Ayak baş parmaklarımı birbirine sürttüm. Oturduğum yerde, kıpırdayacak halim olmadığından ancak böyle bastırıyordum içimden yükselen paniği.
Koltuğun kenarında, tünediğim yerde, olabildiğince az yer kaplamaya çalışıyordum. Bu yüzden de koltuğun içine sindikçe sinmiştim.
Ama belli ki başarılı olamıyordum.
Çünkü hala abimin delici bakışlarını üzerimde hissediyordum. Ben koltuğun kenarına doğru iyice kayarken Mete de dakikalardır yaptığı gibi, koltuk ile önündeki sehpanın arasındaki dar alanda bir ileri bir geri yürümeye devam ediyordu.

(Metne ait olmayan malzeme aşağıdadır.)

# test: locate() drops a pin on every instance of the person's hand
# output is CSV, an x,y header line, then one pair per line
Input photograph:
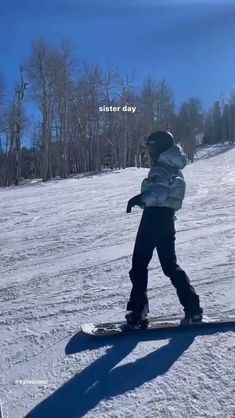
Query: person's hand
x,y
134,201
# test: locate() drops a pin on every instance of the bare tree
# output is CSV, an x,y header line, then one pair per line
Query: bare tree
x,y
41,70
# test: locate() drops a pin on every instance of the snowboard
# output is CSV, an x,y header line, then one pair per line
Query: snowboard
x,y
155,324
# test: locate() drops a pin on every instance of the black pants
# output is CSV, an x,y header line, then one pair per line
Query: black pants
x,y
157,230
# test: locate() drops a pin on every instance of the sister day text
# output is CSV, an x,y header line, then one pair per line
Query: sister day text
x,y
130,109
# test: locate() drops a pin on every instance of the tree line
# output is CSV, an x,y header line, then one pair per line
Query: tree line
x,y
70,134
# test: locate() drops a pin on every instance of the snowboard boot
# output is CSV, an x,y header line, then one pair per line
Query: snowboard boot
x,y
192,317
137,320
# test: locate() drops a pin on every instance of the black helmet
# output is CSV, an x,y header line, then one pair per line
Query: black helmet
x,y
161,141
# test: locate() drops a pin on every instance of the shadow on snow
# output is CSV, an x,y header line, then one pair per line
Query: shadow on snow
x,y
102,380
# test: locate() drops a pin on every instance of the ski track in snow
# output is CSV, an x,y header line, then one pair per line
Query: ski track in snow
x,y
65,253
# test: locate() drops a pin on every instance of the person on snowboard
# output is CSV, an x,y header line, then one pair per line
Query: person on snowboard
x,y
162,193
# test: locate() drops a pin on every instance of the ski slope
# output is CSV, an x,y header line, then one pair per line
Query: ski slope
x,y
65,251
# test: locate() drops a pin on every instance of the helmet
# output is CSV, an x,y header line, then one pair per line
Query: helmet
x,y
160,141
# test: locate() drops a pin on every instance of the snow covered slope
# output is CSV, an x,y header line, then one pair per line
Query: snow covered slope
x,y
65,253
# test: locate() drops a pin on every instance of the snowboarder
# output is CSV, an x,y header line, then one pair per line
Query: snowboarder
x,y
162,193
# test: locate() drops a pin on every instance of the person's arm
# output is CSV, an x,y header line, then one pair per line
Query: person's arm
x,y
134,201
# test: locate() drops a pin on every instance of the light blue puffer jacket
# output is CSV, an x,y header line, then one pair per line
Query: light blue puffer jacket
x,y
165,185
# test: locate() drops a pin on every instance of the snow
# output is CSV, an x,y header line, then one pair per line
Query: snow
x,y
66,250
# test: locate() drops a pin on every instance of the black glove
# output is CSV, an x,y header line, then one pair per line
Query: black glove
x,y
134,201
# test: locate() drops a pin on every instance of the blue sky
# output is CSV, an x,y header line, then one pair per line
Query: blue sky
x,y
189,43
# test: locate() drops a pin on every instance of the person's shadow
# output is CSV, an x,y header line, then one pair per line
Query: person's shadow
x,y
101,381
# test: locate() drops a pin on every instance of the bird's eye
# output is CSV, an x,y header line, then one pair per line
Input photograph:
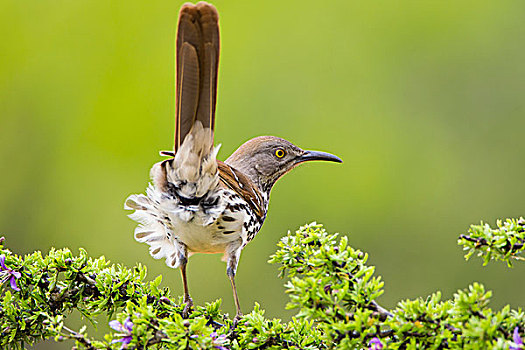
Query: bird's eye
x,y
279,153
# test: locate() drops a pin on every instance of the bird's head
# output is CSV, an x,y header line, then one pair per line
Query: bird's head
x,y
265,159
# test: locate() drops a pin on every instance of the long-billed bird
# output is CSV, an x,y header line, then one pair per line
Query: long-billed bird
x,y
197,204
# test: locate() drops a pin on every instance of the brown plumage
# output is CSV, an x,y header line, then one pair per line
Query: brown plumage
x,y
197,204
197,61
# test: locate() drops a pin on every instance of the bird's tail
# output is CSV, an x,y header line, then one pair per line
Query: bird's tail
x,y
197,60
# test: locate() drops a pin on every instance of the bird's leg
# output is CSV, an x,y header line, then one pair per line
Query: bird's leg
x,y
233,260
187,299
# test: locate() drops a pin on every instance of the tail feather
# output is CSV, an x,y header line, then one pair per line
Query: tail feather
x,y
197,64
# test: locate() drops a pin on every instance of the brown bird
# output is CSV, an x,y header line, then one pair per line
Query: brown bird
x,y
197,204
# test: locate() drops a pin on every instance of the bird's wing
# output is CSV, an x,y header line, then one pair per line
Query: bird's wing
x,y
240,184
197,61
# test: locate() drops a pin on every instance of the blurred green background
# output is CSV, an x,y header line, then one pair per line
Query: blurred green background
x,y
424,101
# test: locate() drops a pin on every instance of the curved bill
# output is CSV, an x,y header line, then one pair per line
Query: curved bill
x,y
316,155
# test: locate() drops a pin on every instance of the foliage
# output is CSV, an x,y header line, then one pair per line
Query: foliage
x,y
329,284
506,242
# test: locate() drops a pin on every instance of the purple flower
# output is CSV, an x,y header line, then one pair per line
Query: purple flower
x,y
125,332
6,273
517,340
375,344
219,340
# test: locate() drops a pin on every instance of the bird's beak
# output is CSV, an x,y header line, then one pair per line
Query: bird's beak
x,y
316,155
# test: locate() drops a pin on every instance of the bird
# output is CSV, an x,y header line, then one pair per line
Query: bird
x,y
194,202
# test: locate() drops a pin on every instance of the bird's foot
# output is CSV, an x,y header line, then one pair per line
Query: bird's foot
x,y
187,308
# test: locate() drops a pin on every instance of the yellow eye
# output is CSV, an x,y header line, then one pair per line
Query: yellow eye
x,y
279,153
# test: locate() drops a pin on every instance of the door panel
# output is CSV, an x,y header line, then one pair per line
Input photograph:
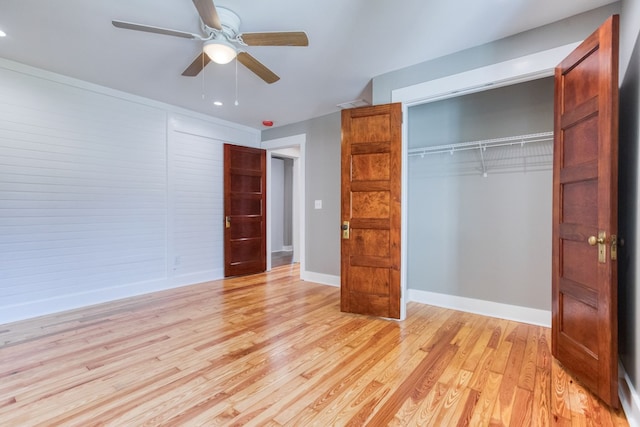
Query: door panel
x,y
245,210
371,183
585,177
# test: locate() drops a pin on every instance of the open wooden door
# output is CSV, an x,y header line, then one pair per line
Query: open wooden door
x,y
585,210
371,185
245,203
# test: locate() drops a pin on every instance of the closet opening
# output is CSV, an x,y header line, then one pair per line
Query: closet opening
x,y
479,195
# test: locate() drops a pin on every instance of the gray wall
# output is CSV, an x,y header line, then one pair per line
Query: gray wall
x,y
277,204
507,111
475,237
549,36
287,215
629,297
322,178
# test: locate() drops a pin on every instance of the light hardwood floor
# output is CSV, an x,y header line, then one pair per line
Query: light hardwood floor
x,y
272,350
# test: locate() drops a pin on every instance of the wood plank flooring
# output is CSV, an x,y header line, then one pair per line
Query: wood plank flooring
x,y
271,350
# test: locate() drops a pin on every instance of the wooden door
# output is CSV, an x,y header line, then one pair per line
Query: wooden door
x,y
371,184
245,202
585,175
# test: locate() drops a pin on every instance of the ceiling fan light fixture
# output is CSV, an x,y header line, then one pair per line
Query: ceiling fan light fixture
x,y
220,51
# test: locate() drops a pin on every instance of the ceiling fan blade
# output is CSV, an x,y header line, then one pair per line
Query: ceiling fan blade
x,y
283,38
208,13
157,30
257,67
197,65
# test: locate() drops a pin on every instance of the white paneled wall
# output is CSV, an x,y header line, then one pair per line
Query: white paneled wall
x,y
103,195
197,205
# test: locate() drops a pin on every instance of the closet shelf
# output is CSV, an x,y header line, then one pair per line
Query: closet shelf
x,y
517,152
482,144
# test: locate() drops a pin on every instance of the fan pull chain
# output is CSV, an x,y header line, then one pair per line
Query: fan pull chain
x,y
236,103
202,73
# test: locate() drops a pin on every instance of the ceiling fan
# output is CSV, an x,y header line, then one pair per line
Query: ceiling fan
x,y
222,40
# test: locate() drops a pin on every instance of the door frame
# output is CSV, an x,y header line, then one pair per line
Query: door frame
x,y
299,227
517,70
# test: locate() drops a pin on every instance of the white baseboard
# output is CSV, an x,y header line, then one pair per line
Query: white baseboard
x,y
485,308
628,397
323,279
27,310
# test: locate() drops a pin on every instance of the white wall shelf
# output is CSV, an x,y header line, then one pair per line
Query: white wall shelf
x,y
531,152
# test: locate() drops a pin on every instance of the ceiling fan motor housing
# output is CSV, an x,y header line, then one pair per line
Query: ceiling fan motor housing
x,y
230,22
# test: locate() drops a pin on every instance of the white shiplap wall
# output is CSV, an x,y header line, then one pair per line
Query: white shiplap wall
x,y
100,192
196,180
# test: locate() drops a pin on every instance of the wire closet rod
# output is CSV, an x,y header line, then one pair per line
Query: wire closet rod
x,y
482,144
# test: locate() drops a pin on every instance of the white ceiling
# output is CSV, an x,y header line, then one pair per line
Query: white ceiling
x,y
350,42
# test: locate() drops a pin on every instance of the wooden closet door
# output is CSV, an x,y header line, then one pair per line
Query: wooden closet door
x,y
245,205
371,185
585,213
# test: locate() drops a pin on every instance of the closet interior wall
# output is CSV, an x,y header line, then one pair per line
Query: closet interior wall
x,y
475,236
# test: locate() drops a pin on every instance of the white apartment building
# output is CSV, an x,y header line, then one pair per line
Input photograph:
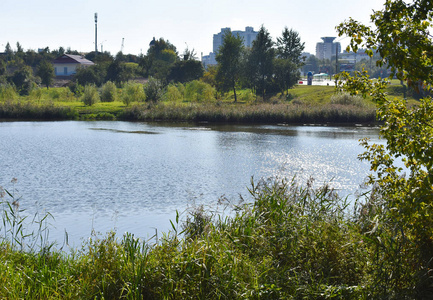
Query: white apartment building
x,y
248,36
327,48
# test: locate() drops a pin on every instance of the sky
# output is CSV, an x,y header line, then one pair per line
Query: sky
x,y
186,23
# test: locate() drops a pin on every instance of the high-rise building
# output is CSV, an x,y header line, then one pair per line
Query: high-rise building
x,y
327,48
248,36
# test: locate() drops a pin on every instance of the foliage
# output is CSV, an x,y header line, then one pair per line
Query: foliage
x,y
260,62
290,47
173,93
403,211
133,92
8,92
229,58
108,92
185,71
46,72
118,72
23,80
286,74
153,90
90,95
288,61
284,242
199,91
209,75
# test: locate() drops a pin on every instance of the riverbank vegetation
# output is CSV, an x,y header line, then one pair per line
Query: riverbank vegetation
x,y
193,101
285,241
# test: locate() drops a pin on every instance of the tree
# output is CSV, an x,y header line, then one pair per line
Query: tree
x,y
311,64
229,58
261,60
185,71
403,205
289,61
45,71
23,80
286,74
9,52
161,55
290,47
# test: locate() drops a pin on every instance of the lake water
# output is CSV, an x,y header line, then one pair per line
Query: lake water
x,y
132,177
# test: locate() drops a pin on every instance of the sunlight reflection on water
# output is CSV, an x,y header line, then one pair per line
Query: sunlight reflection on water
x,y
134,176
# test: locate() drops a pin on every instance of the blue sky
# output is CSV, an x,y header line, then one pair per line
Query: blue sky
x,y
38,24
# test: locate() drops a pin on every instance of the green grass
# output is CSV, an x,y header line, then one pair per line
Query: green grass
x,y
287,242
303,104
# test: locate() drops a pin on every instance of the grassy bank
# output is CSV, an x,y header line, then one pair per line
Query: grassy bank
x,y
288,243
303,104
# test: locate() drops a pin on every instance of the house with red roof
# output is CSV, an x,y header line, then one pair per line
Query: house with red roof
x,y
67,64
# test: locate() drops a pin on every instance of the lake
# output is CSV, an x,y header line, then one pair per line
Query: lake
x,y
132,177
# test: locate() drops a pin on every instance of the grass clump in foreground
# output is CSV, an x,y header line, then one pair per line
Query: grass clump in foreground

Abim ileri geri volta atarken arada bir de bize bakıyordu. Aslında yan yana oturmamıza rağmen ikimizi tek karede görmeyecek şekilde bakışlarını ayarladığından emindim. Çünkü Kaya'ya bakıp sinirle burnundan solurken bakışları beni bulduğunda kafasını iki yana sallayıp onaylamaz sesler çıkarıyordu.
Irmak da arada kalmıştı. Dolayısıyla ondan medet umacak durumum yoktu. Çünkü kızcağız zaten elinden gelen her şeyi yapmıştı. Ama benim mermer kafalı abim nişanlısını bile dinlememişti. O yüzden Irmak da şu an koltuğun diğer ucuna tünemiş, aynı bizim gibi Mete'nin sinirinin inmesini bekliyordu. Mete, canından çok sevdiği nişanlısını bile korkuyla sindirmişti.
Abimin öfke nöbeti bir an için bile hız kesmeden devam ederken yanımda oturan adamın ruh hali de pek iç açıcı bir noktada değildi. Kaya'dan yayılan gerginlikten birazdan salonun ortasında kıvılcımlar belirecekti.
Mete ortalığı birbirine kattığı için içeri gidip de üzerine bir şey giyme imkanı olmamıştı. Üstü çıplak vaziyette yanımda, sessizce oturuyordu. Ama gerginliği her halinden anlaşılıyordu.
Muhtemelen Mete'nin yanlış anlaşılmaya bile müsait olmayan bir durumu yanlış anlayarak yarattığı saçma krizi derinleştirmek istemiyordu.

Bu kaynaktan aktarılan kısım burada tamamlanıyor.